A Floyd County man has been sentenced to 15 years in prison for his role in a drug ring that brought more than 200,000 pain pills into Kentucky to abuse and sell.
Timothy Wayne Hall, 47, was the leader of the conspiracy. He pleaded guilty to operating a criminal enterprise from 2001 until 2007, as well as other drug charges.
The case is an example of a problem that police say has grown in recent years: people traveling to other states to get prescriptions, then bringing the drugs back to Kentucky.
Authorities said that trend has been driven by enforcement in Kentucky and the state's successful program to track drug prescriptions, known by the acronym KASPER. People leave the state to avoid that scrutiny.
South Florida has been a key destination for drug addicts and traffickers from Kentucky seeking prescriptions, in part because Florida has no system like Kentucky's to monitor prescriptions. (The Florida Legislature did pass a law this year to create a similar program.)
Hall went north, however, admitting he arranged for people to go to a doctor's office in Philadelphia — a 10-hour drive from Eastern Kentucky — to get prescriptions for the painkiller methadone.
Participants in the ring also went to Cincinnati to get prescriptions.
Doctors allegedly provided prescriptions with little scrutiny, according to charges.

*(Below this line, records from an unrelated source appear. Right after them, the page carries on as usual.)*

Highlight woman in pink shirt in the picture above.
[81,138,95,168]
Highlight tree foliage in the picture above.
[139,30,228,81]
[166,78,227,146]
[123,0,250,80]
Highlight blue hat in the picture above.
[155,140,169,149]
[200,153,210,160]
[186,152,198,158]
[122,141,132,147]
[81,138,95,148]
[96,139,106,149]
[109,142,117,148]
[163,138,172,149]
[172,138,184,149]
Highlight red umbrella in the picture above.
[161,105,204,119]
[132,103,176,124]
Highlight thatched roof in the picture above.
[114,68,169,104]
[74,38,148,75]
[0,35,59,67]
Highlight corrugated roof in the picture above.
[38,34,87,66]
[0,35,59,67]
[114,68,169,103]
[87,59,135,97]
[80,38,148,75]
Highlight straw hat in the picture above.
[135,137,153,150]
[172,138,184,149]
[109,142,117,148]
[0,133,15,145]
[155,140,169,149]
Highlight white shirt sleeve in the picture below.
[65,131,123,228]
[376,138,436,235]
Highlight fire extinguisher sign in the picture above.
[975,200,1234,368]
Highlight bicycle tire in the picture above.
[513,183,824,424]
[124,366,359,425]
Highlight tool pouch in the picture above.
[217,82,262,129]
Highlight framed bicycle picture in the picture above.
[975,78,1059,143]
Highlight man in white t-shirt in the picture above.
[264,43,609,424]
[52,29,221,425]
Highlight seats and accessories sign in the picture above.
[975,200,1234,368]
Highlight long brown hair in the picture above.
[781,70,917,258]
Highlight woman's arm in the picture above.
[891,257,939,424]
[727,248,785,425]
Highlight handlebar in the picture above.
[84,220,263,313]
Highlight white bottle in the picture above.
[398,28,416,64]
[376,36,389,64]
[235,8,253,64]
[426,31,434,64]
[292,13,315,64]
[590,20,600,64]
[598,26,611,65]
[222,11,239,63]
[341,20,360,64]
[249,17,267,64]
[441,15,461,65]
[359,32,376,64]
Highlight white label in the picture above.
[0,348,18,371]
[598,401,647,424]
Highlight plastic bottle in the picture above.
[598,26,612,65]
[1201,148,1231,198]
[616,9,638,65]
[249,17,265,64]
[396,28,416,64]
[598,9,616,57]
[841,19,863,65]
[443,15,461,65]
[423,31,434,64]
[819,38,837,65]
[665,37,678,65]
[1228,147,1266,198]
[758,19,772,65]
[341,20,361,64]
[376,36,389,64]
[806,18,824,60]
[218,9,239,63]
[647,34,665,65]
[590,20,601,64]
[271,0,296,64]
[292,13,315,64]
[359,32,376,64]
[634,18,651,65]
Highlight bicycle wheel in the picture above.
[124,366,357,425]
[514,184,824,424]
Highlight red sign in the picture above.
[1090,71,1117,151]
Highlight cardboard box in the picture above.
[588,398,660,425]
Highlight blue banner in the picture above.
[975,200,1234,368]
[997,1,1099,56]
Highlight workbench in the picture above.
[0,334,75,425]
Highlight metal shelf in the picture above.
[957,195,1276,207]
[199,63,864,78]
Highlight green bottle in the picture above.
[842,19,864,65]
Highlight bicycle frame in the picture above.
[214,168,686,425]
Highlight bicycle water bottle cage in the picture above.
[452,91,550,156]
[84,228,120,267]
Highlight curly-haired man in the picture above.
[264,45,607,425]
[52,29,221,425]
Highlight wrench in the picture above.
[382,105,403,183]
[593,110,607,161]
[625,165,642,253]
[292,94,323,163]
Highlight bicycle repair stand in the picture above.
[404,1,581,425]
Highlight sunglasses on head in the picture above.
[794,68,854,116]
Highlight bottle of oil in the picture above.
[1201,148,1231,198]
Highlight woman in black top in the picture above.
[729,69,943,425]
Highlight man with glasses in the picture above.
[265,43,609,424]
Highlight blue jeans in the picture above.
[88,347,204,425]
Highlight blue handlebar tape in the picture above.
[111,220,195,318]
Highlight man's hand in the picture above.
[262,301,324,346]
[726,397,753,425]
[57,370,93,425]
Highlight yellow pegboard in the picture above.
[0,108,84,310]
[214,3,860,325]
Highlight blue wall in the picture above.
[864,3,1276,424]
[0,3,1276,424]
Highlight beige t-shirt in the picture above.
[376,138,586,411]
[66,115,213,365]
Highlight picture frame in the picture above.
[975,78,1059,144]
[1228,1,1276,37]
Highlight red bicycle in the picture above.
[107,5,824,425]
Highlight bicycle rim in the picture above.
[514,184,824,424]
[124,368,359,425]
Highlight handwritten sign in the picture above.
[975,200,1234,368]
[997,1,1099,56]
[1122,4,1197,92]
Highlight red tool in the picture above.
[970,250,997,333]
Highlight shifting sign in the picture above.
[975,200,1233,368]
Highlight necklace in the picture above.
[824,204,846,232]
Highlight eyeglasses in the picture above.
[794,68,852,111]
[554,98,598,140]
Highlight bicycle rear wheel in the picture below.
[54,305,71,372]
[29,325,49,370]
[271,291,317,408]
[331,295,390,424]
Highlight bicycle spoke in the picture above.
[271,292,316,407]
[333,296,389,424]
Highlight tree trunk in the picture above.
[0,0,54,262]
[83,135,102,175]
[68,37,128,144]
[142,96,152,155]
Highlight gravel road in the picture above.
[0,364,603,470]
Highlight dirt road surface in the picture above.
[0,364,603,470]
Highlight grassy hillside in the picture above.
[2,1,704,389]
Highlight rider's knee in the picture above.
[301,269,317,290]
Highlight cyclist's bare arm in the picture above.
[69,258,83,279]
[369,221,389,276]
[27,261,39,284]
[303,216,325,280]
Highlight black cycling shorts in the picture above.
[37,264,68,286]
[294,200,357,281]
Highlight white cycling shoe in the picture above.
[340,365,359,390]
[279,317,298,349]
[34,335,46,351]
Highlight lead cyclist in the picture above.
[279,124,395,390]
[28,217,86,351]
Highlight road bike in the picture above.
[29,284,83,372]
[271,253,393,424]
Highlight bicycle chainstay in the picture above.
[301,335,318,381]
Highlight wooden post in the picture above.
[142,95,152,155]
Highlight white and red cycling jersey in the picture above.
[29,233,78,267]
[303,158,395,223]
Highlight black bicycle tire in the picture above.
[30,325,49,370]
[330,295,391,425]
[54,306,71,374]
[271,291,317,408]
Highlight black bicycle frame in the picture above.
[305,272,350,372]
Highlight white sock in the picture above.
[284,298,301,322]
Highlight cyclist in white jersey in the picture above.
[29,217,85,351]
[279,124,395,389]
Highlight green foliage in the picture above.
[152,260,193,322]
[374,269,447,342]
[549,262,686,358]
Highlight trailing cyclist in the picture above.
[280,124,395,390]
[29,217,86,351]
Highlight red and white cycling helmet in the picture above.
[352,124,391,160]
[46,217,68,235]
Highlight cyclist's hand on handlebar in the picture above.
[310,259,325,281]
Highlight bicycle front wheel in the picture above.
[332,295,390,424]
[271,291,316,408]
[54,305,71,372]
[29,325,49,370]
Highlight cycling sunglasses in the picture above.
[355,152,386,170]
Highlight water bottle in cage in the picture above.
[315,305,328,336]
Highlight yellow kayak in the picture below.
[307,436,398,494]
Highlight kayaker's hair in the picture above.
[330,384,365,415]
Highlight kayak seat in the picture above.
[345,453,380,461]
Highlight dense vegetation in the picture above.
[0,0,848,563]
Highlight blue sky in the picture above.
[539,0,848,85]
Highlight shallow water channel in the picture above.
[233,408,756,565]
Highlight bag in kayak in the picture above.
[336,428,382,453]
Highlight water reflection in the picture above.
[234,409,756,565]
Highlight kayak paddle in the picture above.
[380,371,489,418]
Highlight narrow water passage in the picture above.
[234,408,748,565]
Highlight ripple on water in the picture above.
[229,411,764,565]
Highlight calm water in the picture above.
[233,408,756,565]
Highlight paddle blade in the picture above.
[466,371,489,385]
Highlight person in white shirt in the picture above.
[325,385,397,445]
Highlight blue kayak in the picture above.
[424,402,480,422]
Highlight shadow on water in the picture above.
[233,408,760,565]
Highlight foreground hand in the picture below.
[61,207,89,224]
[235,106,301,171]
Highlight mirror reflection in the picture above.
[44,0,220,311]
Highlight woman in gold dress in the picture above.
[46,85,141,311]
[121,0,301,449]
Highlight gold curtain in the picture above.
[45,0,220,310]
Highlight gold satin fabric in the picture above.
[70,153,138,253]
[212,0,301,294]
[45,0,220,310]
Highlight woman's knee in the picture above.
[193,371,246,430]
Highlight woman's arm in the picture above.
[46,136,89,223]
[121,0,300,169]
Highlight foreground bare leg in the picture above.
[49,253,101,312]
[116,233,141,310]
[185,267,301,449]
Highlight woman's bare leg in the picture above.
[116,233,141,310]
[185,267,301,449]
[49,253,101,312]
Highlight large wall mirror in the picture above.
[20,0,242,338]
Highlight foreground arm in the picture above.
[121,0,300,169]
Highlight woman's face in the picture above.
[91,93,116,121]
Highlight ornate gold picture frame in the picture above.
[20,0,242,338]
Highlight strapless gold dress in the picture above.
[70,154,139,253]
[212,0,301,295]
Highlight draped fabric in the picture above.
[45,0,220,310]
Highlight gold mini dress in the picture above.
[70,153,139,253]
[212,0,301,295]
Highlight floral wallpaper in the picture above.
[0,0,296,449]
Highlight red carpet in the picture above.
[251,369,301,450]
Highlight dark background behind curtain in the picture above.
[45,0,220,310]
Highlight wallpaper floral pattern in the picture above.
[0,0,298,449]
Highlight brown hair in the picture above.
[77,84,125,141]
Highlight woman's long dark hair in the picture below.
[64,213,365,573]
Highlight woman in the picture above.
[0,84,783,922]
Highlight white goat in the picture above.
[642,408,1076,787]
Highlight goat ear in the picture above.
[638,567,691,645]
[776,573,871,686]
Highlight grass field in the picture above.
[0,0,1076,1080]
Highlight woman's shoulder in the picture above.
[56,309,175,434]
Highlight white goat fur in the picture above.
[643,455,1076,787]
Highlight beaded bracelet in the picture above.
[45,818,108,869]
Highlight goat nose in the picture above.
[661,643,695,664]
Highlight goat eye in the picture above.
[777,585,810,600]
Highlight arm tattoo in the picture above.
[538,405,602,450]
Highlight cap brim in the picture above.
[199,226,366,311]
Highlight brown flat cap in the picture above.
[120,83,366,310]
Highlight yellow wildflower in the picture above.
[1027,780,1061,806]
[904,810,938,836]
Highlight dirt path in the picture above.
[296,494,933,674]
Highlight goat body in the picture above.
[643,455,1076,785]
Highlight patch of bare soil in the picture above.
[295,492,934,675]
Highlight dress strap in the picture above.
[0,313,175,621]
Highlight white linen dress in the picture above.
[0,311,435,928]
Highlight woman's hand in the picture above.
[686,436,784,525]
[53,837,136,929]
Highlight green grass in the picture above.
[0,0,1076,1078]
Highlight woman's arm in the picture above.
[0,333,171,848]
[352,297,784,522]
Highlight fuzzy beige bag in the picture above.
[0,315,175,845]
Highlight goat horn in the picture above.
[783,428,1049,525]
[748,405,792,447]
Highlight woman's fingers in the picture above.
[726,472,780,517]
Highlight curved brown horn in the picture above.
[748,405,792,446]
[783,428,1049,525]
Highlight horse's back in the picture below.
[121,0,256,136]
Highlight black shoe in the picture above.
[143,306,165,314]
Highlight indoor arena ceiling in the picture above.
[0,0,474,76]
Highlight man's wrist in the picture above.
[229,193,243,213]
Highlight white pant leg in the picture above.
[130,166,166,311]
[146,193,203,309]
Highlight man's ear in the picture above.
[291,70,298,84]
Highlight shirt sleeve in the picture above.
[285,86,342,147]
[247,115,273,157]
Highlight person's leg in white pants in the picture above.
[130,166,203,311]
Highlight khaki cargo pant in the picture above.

A doctor from Philadelphia, Randy Weiss, is among more than 20 people charged with Hall who have pleaded guilty. A doctor from Cincinnati, Lloyd Stanley Naramore, is charged, and a pharmacist from Cincinnati, Thomas Stark, has pleaded guilty.
Members of the drug ring Hall headed also bought OxyContin pills from drug dealers in Michigan and smuggled them to Eastern Kentucky, according to court documents.
In addition to his prison sentence, Hall forfeited a mobile home, three houses, some land and more than $36,000 to the government.